- Born: 14 October 1921 Manchester, England
- Died: 6 July 1999 (aged 77)
- Occupation: Textile entrepreneur
- Spouses: Corrinne Abrahams ​ ​(m. 1948, divorced)​; Simone Duke ​(m. 1963)​;
- Children: 4

= Joe Hyman =

British textile entrepreneur (1921–1999)

Joe Hyman (14 October 1921 – 6 July 1999) was a British textile industrialist who built one of the leading textile groups of the 1960s, Viyella International.

== Early life ==
Hyman was born in Manchester into a family long involved in the textile trade, which traced its origins to a great-grandfather émigré of Russian-Jewish origin. He attended North Manchester Grammar School and left at sixteen to work in the textile industry. Initially reluctant to join the family firm, Hyman began trading clearance garments from a small Manchester office.

== Career ==
After an early business failure, Hyman purchased a small knitting company in Suffolk in 1957, renaming it Gainsborough Fabrics. He expanded through acquisitions, including the Cornard mill and, in 1961, William Hollins, owner of the Viyella brand. Under his leadership, Viyella was transformed from a traditional pajama fabric into a fashionable label associated with modern lifestyles. Backed by investment from Imperial Chemical Industries (ICI), Hyman pursued integration across spinning, weaving, and finishing, ultimately controlling more than forty companies by the late 1960s.

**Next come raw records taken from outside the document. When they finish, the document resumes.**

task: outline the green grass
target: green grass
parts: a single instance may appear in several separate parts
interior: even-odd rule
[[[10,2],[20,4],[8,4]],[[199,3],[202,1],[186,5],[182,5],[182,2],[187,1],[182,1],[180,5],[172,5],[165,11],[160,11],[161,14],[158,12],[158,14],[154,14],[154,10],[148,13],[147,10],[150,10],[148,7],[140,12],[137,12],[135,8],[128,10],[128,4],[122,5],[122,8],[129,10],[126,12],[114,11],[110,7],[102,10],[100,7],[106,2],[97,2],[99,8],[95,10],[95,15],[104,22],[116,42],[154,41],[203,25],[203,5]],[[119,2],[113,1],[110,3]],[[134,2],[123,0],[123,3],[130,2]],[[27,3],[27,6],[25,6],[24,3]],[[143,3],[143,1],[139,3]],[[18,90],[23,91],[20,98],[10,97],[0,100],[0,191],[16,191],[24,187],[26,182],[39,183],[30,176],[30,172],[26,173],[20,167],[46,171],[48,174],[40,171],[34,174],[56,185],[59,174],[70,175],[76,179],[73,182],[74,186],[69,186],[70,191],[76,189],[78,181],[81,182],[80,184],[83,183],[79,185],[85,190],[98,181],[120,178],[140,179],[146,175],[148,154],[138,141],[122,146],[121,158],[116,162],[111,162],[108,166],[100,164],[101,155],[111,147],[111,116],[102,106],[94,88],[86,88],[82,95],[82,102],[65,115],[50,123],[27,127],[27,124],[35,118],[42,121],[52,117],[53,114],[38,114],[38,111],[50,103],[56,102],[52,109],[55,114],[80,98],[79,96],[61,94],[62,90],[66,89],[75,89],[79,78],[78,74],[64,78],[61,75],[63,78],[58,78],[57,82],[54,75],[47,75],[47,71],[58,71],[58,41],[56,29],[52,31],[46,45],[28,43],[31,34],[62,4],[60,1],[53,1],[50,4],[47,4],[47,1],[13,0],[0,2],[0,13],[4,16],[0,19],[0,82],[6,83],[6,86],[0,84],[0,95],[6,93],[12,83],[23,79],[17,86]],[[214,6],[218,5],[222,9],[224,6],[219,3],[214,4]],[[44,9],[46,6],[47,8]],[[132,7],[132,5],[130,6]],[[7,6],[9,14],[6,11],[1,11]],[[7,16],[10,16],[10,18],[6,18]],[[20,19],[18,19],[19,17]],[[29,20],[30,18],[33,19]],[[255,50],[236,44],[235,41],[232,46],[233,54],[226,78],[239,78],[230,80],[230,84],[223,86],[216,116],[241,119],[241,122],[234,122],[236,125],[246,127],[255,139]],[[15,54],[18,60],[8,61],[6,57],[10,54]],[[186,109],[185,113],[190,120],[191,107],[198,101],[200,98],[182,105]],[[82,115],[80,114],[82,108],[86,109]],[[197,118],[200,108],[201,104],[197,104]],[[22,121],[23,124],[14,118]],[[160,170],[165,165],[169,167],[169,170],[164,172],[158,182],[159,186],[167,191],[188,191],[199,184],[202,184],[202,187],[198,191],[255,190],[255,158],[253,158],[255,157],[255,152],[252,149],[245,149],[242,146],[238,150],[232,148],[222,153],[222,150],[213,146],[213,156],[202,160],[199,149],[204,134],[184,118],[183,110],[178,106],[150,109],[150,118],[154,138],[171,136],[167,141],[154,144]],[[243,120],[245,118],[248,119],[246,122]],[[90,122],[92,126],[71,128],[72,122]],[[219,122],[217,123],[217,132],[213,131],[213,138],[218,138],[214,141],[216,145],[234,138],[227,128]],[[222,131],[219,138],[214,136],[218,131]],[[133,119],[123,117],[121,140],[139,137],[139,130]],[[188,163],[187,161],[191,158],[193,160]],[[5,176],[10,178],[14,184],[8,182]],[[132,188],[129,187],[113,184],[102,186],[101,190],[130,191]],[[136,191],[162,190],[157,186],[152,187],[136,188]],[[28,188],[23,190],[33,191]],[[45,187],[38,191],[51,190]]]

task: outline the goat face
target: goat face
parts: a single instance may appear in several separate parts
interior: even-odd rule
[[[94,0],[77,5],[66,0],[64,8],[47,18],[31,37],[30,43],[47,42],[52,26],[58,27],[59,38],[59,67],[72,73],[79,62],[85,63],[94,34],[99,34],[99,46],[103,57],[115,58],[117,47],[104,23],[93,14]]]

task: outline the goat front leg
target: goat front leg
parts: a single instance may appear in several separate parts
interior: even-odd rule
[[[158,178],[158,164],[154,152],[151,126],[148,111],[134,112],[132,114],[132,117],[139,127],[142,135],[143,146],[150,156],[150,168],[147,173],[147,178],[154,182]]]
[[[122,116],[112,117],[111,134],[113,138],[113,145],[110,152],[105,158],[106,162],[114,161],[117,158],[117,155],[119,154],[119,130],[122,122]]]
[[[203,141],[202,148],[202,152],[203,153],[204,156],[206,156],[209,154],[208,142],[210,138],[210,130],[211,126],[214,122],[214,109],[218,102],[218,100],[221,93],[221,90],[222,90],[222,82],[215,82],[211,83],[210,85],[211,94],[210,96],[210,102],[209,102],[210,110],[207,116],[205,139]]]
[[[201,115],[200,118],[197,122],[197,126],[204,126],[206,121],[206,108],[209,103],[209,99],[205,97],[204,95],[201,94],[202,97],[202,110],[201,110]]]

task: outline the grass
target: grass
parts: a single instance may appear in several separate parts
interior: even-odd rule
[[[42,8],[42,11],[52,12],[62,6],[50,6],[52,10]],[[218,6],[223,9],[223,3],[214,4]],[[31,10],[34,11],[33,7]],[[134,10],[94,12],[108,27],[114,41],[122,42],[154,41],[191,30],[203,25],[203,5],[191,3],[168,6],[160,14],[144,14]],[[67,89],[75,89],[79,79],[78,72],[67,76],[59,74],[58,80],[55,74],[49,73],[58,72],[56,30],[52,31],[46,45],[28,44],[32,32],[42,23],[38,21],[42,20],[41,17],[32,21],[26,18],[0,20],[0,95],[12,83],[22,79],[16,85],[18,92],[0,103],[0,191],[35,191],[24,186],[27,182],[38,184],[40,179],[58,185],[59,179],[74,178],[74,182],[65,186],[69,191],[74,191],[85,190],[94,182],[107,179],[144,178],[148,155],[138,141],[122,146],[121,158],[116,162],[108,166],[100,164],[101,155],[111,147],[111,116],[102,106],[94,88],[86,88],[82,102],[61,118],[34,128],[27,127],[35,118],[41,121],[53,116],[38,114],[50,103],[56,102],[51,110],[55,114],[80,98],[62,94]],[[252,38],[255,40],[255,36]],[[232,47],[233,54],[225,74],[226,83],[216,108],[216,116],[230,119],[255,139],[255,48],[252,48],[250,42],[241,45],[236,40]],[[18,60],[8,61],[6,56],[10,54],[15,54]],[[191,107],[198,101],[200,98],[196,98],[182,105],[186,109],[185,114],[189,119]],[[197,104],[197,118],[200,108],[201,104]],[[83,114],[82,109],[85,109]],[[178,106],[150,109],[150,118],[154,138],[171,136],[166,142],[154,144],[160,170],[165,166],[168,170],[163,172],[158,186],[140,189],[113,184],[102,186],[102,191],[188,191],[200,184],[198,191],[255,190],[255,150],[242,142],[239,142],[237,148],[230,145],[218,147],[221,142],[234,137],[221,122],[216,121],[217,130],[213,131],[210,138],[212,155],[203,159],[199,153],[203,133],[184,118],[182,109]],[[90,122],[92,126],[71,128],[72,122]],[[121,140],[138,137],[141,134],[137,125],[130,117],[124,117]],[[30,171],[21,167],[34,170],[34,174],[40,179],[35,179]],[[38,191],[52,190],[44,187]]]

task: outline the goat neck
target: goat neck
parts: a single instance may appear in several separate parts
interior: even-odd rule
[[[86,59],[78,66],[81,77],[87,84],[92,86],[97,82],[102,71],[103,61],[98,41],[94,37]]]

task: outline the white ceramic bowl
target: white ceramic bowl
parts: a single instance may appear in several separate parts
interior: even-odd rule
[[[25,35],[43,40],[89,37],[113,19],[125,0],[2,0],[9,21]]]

In December 1969, a boardroom revolt ended his control of Viyella International, which was later absorbed into what became Coats Viyella. Hyman later led the Yorkshire woollen firm John Crowther until his retirement in 1981.

== Later life and death ==
After leaving the textile industry, Hyman lived in Surrey, developing a country estate. Known for his cultured interests, he supported music and charitable causes, serving as a trustee of the Pestalozzi Children's Village Trust and as London School of Economics governor.
He died on 6 July 1999 at the age of 77. Hyman was married twice. He was survied by his second wife, Simone Duke, and four children.